Two fairly big dev additions on our side that drive allot of how we work with deadline.
- A read only search api that sits on top of the deadline data base.
Its written as a python flask app.
The core things we get from it are:
- Ability to search by any of the job or plugin properties, so we can look up a job by name are nuke comp version and kill it, if there is a newer version that an artists needs.
- get all the dependencies of a jobid, or look to see if the current job is a dependency of something else. this is useful when trying to auto remove jobs, that you can fine the one you want and remove all the dependencies in the tree as well.
- it allows some complex lookups too, like all the jobs by user , plugin and project.
- some of the lookups help drive our statistic collection and error aggregation.
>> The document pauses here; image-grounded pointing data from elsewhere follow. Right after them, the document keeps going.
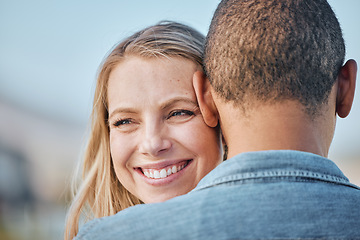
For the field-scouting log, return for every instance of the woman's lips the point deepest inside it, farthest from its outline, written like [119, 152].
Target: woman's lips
[164, 172]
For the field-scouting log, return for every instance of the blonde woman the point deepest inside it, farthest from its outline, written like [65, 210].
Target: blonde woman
[148, 140]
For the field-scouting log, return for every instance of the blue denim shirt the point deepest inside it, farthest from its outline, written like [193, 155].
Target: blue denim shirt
[257, 195]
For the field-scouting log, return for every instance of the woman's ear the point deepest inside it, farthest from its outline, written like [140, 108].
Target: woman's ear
[205, 100]
[346, 88]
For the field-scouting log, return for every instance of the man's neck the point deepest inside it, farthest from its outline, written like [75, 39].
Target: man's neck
[276, 127]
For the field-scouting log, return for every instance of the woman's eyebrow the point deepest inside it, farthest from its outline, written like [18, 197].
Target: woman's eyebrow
[121, 110]
[173, 101]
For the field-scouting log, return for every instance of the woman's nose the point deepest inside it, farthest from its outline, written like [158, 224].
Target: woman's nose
[154, 141]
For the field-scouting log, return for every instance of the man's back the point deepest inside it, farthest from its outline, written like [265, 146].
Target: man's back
[259, 195]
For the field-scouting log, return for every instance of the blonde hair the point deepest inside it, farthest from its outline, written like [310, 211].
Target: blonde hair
[101, 193]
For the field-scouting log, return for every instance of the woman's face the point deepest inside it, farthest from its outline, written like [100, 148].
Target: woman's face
[160, 145]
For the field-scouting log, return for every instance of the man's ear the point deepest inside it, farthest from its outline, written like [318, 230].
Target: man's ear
[346, 88]
[205, 100]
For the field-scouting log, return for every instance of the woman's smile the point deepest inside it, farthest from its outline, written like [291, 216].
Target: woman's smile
[163, 175]
[159, 143]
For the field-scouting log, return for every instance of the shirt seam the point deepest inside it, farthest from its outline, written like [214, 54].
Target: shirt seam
[278, 173]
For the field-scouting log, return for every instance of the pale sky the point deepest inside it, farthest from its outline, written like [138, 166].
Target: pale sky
[50, 51]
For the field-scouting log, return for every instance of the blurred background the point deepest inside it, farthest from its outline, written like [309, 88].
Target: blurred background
[49, 55]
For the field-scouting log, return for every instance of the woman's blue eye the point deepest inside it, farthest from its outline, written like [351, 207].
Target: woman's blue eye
[122, 122]
[178, 113]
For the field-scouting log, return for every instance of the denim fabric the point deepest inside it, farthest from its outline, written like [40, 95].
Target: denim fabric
[256, 195]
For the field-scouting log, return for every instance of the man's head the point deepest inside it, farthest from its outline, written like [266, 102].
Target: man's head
[276, 75]
[273, 51]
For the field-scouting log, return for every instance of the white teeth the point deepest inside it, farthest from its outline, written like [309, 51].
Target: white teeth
[163, 173]
[156, 174]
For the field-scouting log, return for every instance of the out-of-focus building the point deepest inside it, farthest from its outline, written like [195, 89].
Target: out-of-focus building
[37, 158]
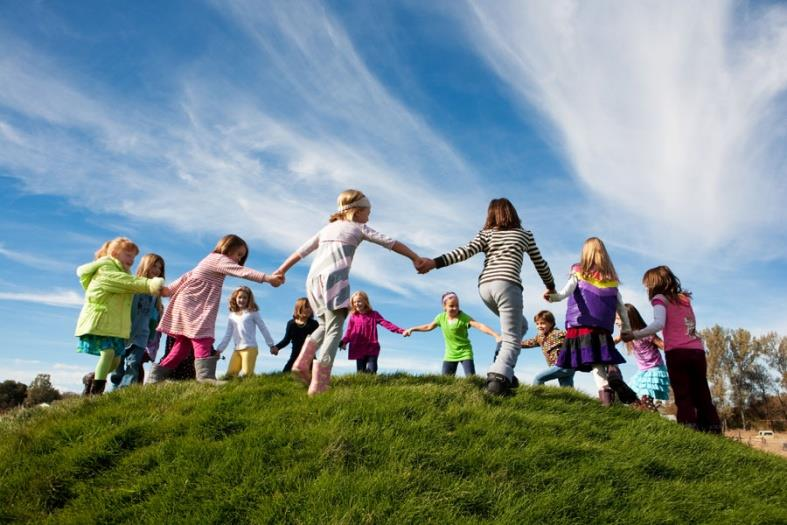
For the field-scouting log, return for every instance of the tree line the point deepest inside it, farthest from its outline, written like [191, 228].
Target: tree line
[747, 376]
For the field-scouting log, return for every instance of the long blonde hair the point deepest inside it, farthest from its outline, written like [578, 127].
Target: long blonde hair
[363, 296]
[595, 261]
[143, 270]
[347, 197]
[299, 311]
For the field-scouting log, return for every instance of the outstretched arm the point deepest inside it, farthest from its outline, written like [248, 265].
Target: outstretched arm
[421, 328]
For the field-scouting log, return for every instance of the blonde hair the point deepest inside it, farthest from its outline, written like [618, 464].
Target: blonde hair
[363, 296]
[229, 243]
[143, 270]
[299, 312]
[120, 244]
[251, 306]
[347, 197]
[103, 251]
[595, 262]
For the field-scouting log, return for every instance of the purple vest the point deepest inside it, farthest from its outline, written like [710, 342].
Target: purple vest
[593, 306]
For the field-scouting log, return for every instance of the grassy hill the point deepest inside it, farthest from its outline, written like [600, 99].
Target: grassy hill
[386, 449]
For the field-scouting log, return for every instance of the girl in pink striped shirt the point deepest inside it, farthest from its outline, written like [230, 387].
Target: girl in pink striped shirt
[190, 316]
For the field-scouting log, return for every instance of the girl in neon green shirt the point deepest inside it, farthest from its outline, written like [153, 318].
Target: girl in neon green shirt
[455, 325]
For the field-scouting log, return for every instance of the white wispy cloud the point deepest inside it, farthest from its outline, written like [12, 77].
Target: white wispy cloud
[223, 156]
[57, 297]
[671, 115]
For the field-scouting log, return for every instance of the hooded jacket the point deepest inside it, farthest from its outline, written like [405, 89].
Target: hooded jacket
[109, 290]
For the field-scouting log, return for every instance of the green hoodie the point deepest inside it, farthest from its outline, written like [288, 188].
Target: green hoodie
[109, 289]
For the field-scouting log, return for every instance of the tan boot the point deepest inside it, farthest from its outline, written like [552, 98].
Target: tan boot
[302, 367]
[321, 378]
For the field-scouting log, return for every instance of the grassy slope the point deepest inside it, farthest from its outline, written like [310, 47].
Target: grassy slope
[374, 449]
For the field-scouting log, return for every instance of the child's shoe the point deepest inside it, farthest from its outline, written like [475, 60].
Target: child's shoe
[606, 396]
[302, 367]
[157, 374]
[321, 378]
[206, 370]
[97, 388]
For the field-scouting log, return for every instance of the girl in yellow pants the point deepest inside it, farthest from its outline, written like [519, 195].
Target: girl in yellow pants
[242, 325]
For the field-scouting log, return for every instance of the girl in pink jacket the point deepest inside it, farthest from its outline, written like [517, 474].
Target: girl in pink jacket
[190, 316]
[361, 333]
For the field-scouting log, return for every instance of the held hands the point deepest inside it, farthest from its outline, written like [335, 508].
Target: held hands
[424, 265]
[275, 279]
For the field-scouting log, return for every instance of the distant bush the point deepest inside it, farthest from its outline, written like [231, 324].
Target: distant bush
[12, 394]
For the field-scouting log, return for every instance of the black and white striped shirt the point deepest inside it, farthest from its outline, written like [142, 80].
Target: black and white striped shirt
[504, 251]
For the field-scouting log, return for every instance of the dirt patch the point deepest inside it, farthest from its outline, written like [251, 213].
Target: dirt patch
[775, 445]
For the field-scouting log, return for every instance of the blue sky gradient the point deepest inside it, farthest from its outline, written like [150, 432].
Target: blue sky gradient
[659, 127]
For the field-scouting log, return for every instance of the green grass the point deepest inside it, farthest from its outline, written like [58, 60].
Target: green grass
[385, 449]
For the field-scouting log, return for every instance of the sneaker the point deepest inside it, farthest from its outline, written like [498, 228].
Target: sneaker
[497, 385]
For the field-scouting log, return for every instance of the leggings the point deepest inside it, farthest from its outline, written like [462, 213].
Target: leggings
[242, 362]
[367, 364]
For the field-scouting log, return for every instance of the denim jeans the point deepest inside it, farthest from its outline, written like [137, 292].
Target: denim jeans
[127, 372]
[367, 364]
[564, 376]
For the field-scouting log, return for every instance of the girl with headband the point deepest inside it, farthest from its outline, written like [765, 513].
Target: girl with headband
[328, 282]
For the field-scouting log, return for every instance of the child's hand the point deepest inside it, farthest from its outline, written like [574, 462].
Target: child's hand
[274, 279]
[424, 265]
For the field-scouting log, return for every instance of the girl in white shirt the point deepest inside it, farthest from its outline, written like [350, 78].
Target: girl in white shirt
[242, 325]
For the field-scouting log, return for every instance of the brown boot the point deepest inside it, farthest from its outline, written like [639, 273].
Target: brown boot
[97, 388]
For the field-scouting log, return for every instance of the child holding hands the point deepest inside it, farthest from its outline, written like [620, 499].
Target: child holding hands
[504, 242]
[361, 333]
[455, 325]
[243, 322]
[190, 316]
[298, 329]
[685, 352]
[550, 339]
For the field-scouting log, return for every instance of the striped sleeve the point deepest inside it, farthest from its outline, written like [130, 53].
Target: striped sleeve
[540, 264]
[462, 253]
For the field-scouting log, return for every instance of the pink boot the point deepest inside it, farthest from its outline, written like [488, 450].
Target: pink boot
[302, 367]
[321, 377]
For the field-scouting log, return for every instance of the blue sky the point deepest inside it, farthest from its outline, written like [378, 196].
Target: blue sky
[659, 127]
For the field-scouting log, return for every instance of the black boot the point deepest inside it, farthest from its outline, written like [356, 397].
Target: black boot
[497, 384]
[98, 387]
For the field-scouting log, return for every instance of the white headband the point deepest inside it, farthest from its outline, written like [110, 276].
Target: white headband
[363, 202]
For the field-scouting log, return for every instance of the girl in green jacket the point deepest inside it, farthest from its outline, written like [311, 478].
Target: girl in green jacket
[105, 320]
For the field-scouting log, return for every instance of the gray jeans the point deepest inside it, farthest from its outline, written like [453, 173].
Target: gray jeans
[328, 334]
[505, 301]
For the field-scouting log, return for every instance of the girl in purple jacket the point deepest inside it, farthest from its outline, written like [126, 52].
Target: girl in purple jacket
[361, 333]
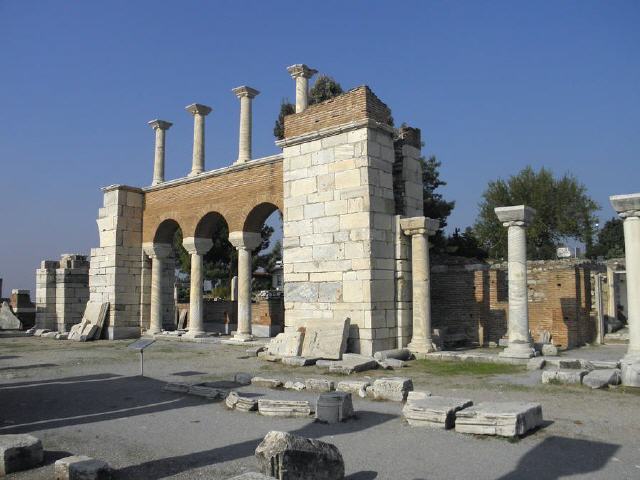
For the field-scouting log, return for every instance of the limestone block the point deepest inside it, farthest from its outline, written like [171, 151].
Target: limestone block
[284, 408]
[19, 452]
[325, 338]
[507, 419]
[334, 407]
[266, 382]
[81, 467]
[319, 385]
[392, 388]
[566, 377]
[602, 378]
[290, 457]
[433, 411]
[287, 344]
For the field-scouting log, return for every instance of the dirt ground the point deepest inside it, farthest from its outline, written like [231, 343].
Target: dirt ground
[88, 398]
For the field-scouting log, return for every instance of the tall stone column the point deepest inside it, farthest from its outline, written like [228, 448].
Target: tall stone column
[516, 220]
[246, 95]
[196, 247]
[160, 127]
[199, 112]
[628, 208]
[419, 229]
[245, 243]
[301, 74]
[158, 253]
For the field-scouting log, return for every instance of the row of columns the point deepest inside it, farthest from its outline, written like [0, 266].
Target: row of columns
[244, 242]
[299, 72]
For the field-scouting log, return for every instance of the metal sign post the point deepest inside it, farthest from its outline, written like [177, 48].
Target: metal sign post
[140, 345]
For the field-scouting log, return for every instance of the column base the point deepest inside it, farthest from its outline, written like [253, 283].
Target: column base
[518, 350]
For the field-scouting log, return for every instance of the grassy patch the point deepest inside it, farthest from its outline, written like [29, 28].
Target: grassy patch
[446, 368]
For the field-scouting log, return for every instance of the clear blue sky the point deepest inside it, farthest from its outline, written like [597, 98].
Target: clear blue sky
[493, 85]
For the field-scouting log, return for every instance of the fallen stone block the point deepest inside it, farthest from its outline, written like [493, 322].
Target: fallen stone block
[266, 382]
[81, 467]
[289, 457]
[396, 354]
[299, 361]
[19, 452]
[293, 385]
[394, 389]
[334, 407]
[319, 385]
[433, 411]
[565, 377]
[325, 338]
[236, 401]
[284, 408]
[357, 387]
[602, 378]
[506, 419]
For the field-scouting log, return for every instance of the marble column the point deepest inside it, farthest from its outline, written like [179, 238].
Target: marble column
[516, 219]
[199, 112]
[245, 243]
[158, 252]
[301, 74]
[160, 127]
[197, 248]
[628, 208]
[420, 229]
[246, 95]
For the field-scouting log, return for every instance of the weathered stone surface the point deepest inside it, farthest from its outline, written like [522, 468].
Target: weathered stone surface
[8, 321]
[288, 344]
[506, 419]
[319, 385]
[433, 411]
[567, 377]
[334, 407]
[284, 408]
[357, 387]
[325, 338]
[235, 401]
[536, 363]
[266, 382]
[392, 388]
[602, 378]
[289, 457]
[81, 467]
[397, 354]
[19, 452]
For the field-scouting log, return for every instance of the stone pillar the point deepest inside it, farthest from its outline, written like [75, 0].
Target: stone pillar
[419, 229]
[196, 247]
[245, 243]
[160, 127]
[158, 252]
[516, 220]
[628, 208]
[301, 74]
[199, 112]
[246, 95]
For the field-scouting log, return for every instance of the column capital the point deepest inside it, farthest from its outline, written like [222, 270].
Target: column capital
[160, 124]
[157, 250]
[301, 70]
[197, 245]
[515, 216]
[419, 226]
[626, 206]
[245, 240]
[244, 91]
[198, 109]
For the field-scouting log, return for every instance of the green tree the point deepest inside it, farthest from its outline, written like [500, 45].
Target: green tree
[610, 242]
[564, 211]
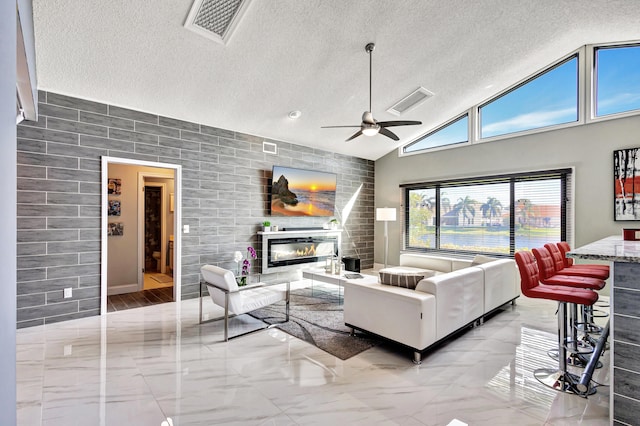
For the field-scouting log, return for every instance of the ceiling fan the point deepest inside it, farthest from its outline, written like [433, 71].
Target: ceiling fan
[369, 126]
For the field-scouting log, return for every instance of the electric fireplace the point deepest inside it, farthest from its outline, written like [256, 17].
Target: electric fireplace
[284, 251]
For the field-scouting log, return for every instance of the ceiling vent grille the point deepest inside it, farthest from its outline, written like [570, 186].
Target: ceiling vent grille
[410, 101]
[216, 19]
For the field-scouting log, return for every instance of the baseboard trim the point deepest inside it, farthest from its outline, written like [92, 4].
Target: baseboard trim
[121, 289]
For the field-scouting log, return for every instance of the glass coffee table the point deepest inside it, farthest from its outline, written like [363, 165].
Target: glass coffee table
[321, 276]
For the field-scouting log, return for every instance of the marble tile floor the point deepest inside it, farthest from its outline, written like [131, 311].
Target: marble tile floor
[157, 366]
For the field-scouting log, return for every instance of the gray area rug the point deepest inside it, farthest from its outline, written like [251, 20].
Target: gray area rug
[317, 319]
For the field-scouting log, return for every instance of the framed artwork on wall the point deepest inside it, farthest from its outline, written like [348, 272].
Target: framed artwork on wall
[114, 186]
[114, 208]
[626, 180]
[115, 229]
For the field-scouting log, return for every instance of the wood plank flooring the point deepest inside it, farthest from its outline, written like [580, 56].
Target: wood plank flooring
[119, 302]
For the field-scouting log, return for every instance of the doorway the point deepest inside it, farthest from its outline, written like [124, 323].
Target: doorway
[141, 264]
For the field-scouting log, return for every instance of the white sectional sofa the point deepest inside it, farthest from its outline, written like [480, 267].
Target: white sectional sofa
[453, 294]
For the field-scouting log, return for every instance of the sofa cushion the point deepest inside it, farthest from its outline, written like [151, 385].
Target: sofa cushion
[404, 276]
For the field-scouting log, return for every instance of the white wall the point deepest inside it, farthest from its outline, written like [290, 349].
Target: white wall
[123, 250]
[8, 213]
[588, 148]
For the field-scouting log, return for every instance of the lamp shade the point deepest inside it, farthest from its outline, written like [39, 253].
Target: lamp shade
[386, 214]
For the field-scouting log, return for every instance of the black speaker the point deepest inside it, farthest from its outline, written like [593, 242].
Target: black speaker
[351, 264]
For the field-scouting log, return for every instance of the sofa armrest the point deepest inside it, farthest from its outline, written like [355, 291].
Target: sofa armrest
[500, 283]
[434, 263]
[459, 298]
[398, 314]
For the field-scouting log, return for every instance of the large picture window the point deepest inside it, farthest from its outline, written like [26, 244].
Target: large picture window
[495, 215]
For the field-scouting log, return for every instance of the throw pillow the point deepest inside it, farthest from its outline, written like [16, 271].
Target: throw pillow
[480, 259]
[409, 281]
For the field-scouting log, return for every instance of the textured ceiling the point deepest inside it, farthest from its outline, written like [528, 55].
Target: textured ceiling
[309, 55]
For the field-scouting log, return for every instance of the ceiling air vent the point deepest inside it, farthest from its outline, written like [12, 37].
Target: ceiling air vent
[410, 101]
[216, 19]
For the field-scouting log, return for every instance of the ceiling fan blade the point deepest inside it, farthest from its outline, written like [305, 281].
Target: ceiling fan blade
[388, 133]
[398, 123]
[355, 135]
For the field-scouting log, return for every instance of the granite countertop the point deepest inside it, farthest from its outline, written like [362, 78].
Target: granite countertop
[613, 249]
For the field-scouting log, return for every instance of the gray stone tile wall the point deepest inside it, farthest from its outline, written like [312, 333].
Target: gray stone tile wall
[225, 182]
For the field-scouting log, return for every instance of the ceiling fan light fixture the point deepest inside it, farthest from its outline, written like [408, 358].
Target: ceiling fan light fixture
[294, 115]
[370, 131]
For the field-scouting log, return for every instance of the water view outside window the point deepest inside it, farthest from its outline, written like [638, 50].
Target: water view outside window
[479, 218]
[617, 80]
[537, 213]
[422, 216]
[475, 218]
[451, 134]
[550, 98]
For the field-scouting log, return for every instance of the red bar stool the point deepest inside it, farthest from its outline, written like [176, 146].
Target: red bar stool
[564, 248]
[546, 267]
[582, 271]
[559, 379]
[574, 269]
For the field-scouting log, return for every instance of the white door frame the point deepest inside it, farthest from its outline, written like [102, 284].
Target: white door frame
[141, 224]
[177, 240]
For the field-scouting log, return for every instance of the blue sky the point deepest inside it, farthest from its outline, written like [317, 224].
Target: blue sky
[551, 99]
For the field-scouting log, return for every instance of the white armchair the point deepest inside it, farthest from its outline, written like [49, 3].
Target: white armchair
[224, 292]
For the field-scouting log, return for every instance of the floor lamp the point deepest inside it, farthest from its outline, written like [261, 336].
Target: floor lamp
[386, 215]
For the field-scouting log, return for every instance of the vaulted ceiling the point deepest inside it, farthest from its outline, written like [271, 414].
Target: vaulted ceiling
[309, 56]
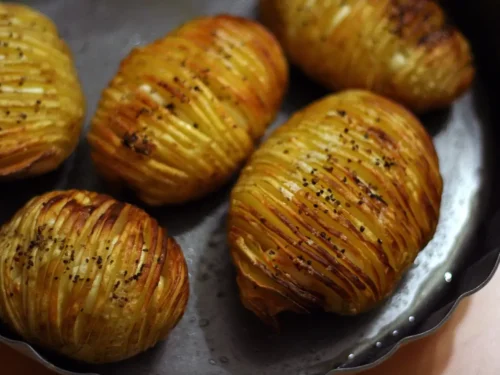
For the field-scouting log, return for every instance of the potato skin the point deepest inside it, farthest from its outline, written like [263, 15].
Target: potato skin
[334, 207]
[90, 277]
[183, 113]
[41, 101]
[402, 49]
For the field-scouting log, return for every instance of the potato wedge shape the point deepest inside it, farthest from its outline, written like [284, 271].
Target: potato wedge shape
[183, 113]
[89, 277]
[41, 101]
[333, 208]
[402, 49]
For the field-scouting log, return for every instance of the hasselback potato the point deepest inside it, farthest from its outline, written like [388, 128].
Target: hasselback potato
[90, 277]
[333, 207]
[183, 113]
[41, 102]
[402, 49]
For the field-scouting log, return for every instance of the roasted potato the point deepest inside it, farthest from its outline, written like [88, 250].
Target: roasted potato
[41, 102]
[184, 112]
[334, 207]
[402, 49]
[89, 277]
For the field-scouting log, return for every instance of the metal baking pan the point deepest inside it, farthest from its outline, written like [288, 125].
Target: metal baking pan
[217, 335]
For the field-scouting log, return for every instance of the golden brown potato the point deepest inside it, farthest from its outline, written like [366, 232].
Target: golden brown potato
[183, 113]
[89, 277]
[403, 49]
[41, 102]
[334, 207]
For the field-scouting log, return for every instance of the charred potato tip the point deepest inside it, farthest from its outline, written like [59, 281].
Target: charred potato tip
[334, 207]
[90, 277]
[402, 49]
[184, 112]
[41, 101]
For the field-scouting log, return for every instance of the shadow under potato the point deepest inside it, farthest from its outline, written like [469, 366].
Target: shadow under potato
[236, 335]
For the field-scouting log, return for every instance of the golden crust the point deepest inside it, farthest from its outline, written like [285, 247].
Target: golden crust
[41, 102]
[333, 207]
[402, 49]
[90, 277]
[183, 113]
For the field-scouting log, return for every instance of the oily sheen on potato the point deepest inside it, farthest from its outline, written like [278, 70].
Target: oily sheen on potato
[184, 112]
[41, 102]
[334, 207]
[90, 277]
[402, 49]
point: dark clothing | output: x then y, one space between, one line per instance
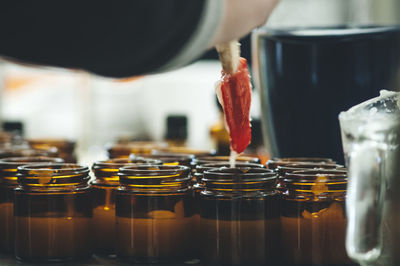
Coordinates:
116 38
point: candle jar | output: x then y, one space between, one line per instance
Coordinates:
155 214
313 217
185 150
65 148
53 211
215 159
275 162
168 158
239 217
8 181
104 188
123 150
290 167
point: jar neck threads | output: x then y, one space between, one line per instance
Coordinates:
155 178
53 176
239 180
106 172
318 184
8 166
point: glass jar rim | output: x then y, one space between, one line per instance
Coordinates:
218 158
337 175
25 152
57 142
151 170
241 173
166 158
119 162
308 166
203 167
17 161
54 169
184 150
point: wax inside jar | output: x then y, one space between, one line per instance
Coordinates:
313 233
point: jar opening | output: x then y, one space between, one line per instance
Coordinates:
155 177
275 162
213 159
53 175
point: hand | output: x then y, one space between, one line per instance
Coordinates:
240 17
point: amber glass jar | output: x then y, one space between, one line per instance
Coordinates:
123 150
275 162
53 211
8 181
239 217
313 218
28 152
168 158
289 167
185 150
65 148
214 159
104 188
155 214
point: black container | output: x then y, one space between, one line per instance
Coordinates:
308 75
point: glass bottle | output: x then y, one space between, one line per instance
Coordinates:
214 159
155 214
184 150
275 162
239 217
65 148
28 152
123 150
313 217
8 181
53 211
104 188
168 158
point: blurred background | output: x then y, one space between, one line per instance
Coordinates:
46 102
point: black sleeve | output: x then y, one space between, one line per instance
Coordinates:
116 38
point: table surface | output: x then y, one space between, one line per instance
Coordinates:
98 261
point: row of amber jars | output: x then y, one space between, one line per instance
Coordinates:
157 220
313 222
60 148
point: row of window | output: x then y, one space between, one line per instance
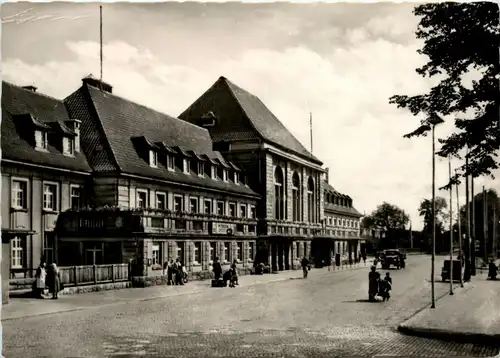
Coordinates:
342 222
41 143
50 196
297 205
197 254
195 205
188 166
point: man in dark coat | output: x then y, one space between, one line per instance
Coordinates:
217 269
305 266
- Error collection, error aggregation super fine detailed
Which i have been trying to make a public project for a while now.
So using the OnTaskFailEvent, we collect the basic info:
slavename, plugin, errorMessage, task_id, job_id, job_name
Every single job when submitted goes through a python class that adds context info to the extrainfo fields,
so we collect 2 extra pieces from the job:
In the event code, we then add an extra field, called an error_tag.
So if the error_message contain a “.py” then we scan it for all the known python error types, and they become the error_code.
simple things , like is it a licenses error, is it permissions, is maya missing, missing texture, these are examples of what the error_tag . this also gives us something else to aggregate fails on.
Before we add the entry to the database, we check the tag, to see if it matches something we should autoreque or send as an email to the it dept to fix.
Otherwise it gets added to the database.
Another flask app, displays all the information, in some dynamically generated pages, but we have a bunch of prebuild menu’s.
The end of this story, with out boring you all, it allows you to find a redshift texture problem and the 200 fails caused by it.
you can fix the texture, then in the web gui, either set the selected tasks to requeue or the selected jobs to requeue.
On average we have 45-50K of jobs on the farm so this stuff is pretty powerful.
on the statistics side, we collect per minute, running jobs, per episode, per project, per plugin, current burn rate, queued jobs per project, per episode, per plugin . fails, per project, per plugin , per episode.
At some point i want to migrate all the statistics data to influxdb/grafana, as right now its all mongodb/ google graphs, and some of the graphs , when you display like a month of data is a heavy html file.
Im happy to answer questions on this stuff.